Subgenre of regional Mexican music

Sierreño or sierreña, is a subgenre of regional Mexican music. It is derived from Norteño music and is based on melodic lines along with the composition of mainly guitar and sometimes accordion.

The genre is widely popular in Mexico and in Mexican-American communities in the United States. The genre experienced a rise in popularity among Generation Z. The repertoire of sierreño groups is different in tradition than that of norteño groups; it includes rancheras and corridos, also adaptations of ballads and almost all genres of Latin American music.

The instruments most widely used in sierreño music include the twelve-string guitar, acoustic guitar, and electric bass. Less common instruments include the button accordion, acoustic bass, tololoche, sousaphone, tenor horn, trombone, and alto saxophone.

==History==
Sierreño is believed to have originated from the highlands of northwestern states of Mexico (Sinaloa, Sonora, Chihuahua and Durango).

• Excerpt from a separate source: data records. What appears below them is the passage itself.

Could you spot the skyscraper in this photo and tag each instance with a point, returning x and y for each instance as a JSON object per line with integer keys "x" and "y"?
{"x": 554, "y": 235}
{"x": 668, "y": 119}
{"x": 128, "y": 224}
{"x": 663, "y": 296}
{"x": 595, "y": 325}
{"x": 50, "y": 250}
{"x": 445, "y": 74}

Mexican singer-songwriter Ariel Camacho led the sierreño style with Los Plebes del Rancho in 2014. Camacho would go on to inspire many other later regional Mexican artists like Junior H and Iván Cornejo. These artists sang a style of sierreño known as sad sierreño, with lyrics that focus on heartbreak and love. Sierreño became popular among members of Generation Z, with the popularity of sad sierreño (or emo sierreño) and urban sierreño.

Other artists who perform sierreño music include Los Cuates de Sinaloa, Gerardo Ortíz, Regulo Caro, El Fantasma, Carín León, Luis R. Conriquez, Fuerza Regida, Herencia de Patrones, Eslabón Armado, Natanael Cano, Peso Pluma, Gabito Ballesteros, Xavi, DannyLux, Yahritza y su Esencia, Grupo Firme, Los Hijos de Barrón, Alta Consigna, Crecer Germán, Ulices Chaidez, Los Perdidos de Sinaloa, Jovanny Cadena y su Estilo Privado, Virlán García, Marca MP, Abraham Vázquez, Tercer Elemento, Los Dareyes de la Sierra, Los Alameños de la Sierra, and Los Alegres de la Sierra.